Kamujin's picture

How to get more accurate FPS without spinning the CPU.

The following code is a replacement for the Run method in GameWindow that I use. There is some room for minor speed optimizations, but this method is orders of magnitude more efficient then spinning the CPU with Thread.Sleep(0);

In my tests, this algorithm is able to achieve FPS rates withing 1-3 frames of the target parameter when measured in quarter second intervals. Sampling over 5 seconds yields actual FPS within 1 frame of target. The algorithm also quickly adapts to new loads such as those experienced during window resizing.

The approach uses a simple "balancing broom" style fuzzy logic algorithm to deal with the problem of Thread.Sleep(...) timers with resolutions too low to support a deterministic calculation of the time parameter needed to obtain the desired FPS.

For Example:
On most windows machines, the sleep timer has a resolution of only 15ms. This means that calling Thread.Sleep(1) can actually put the thread to sleep for up to 15ms. Therefore, you can not simply achieve 100FPS but calling Sleep(10) between frames. In the case of a 100FPS target, the algorithm will determine a blend of Sleep(0) and Sleep(1) calls that will achieve the desired frame rate. Even though some frames result in a Sleep(0) call between frames, the occasional Sleep(1) will dramatically lower the CPU load.

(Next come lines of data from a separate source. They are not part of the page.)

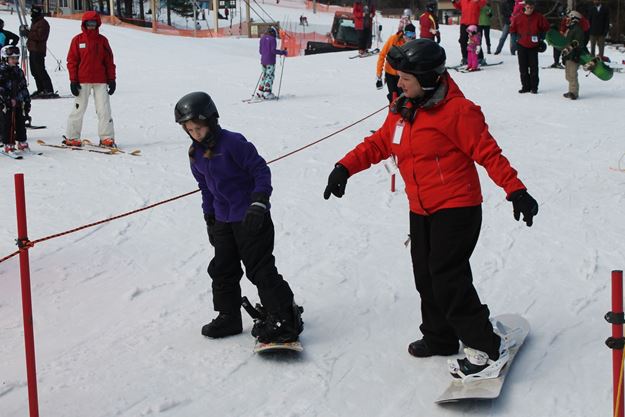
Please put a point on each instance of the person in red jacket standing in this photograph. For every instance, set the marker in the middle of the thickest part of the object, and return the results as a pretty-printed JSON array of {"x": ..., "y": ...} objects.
[
  {"x": 531, "y": 27},
  {"x": 470, "y": 10},
  {"x": 91, "y": 68},
  {"x": 436, "y": 136}
]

For a target of 50 FPS, the algorithm will most likely blend Sleep(15) and Sleep(16) calls.

One very attractive part of this algorithm is that no assumptions need be made about timer resolution. The algorithm will automatically adapt to whatever timer resolution is available.

Fiddler,
I would really like write access to the SVN to further develop this algorithm. I would like to extend this code with the following improvements,

1) Support Update and Render calls with different target frequencies.

2) A more even distribution of Sleep calls that will remove the "clustering" effect of the current system.

3) Remove the arrays.

4) Remove the need to search.

5) Increased precision.

I already have a system in mind to accomplish these improvements.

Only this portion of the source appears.